104 views Asked by At

How should returned attention masks be accessed from the FeatureExtractionPipeline in Huggingface?

The code below takes an embedding model, distributes it and a huggingface dataset across 8 GPUs on a single node, and performs inference on the inputs. The code requires the attention masks for mean pooling.

Code example:

from accelerate import Accelerator
from accelerate.utils import tqdm
from transformers import AutoTokenizer, AutoModel
from optimum.bettertransformer import BetterTransformer

import torch

from datasets import load_dataset

from transformers import pipeline

accelerator = Accelerator()

model_name = "BAAI/bge-large-en-v1.5"

tokenizer = AutoTokenizer.from_pretrained(model_name,)

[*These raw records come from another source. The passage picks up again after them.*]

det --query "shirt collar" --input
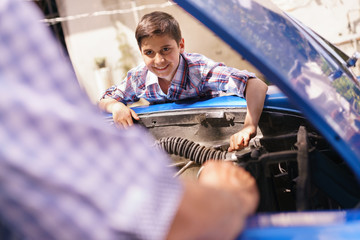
[145,70,159,87]
[171,54,188,88]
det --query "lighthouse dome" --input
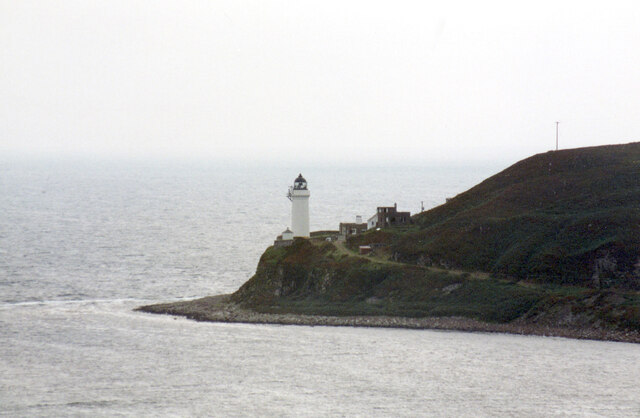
[293,173,307,190]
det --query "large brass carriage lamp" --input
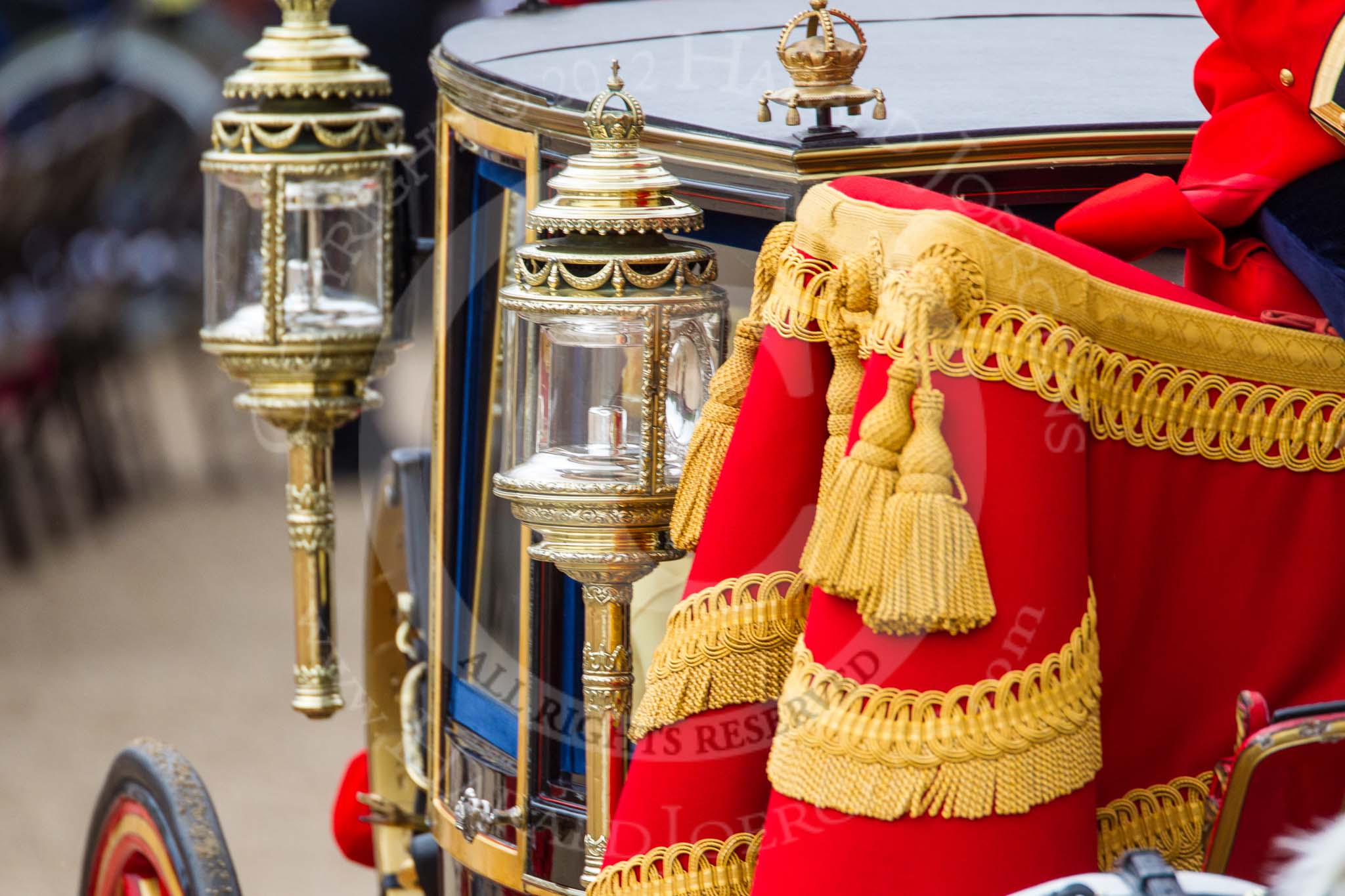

model = AutoModel.from_pretrained(model_name,)

pipe = pipeline(
    "feature-extraction",
    model=model,
    tokenizer=tokenizer,
    max_length=512,
    truncation=True,
    padding=True,
    pad_to_max_length=True,
    batch_size=256,
    framework="pt",
    return_tensors=True,
    return_attention_mask=True,
    device=(accelerator.device)
)

dataset = load_dataset(
    "wikitext",
    "wikitext-2-v1",
    split="train",
)

#Mean Pooling - Take attention mask into account for correct averaging
def mean_pooling(model_output, attention_mask):
    token_embeddings = model_output[0] #First element of model_output contains all token embeddings
    input_mask_expanded = attention_mask.unsqueeze(-1).expand(token_embeddings.size()).float()
    return torch.sum(token_embeddings * input_mask_expanded, 1) / torch.clamp(input_mask_expanded.sum(1), min=1e-9)


# Assume 8 processes

with accelerator.split_between_processes(dataset["text"]) as data:

    for out in pipe(data):

        sentence_embeddings = mean_pooling(out, out["attention_mask"])

I need the attention maks from pipe to use for mean pooling.

Best,

Enrico

1

There are 1 answers

1
druskacik On

The pipeline object from the transformers library provides a convenient abstraction for quick inference of models, but for more customized solutions it's usually a good idea to use the models directly. For example:

text = 'This is a test.'

tokenized = tokenizer(
    text,
    max_length=512,
    truncation=True,
    padding=True,
    return_attention_mask=True,
    return_tensors='pt').to(accelerator.device)

out = model(**tokenized)

embeddings = out.last_hidden_state
attention_mask = tokenized['attention_mask']

You can then use the embeddings and attention_mask to compute the mean pooling. You may also consider using out.pooler_output instead of computing the mean pooling manually, however, I am not sure how the pooler_output is computed in this case, so be wary.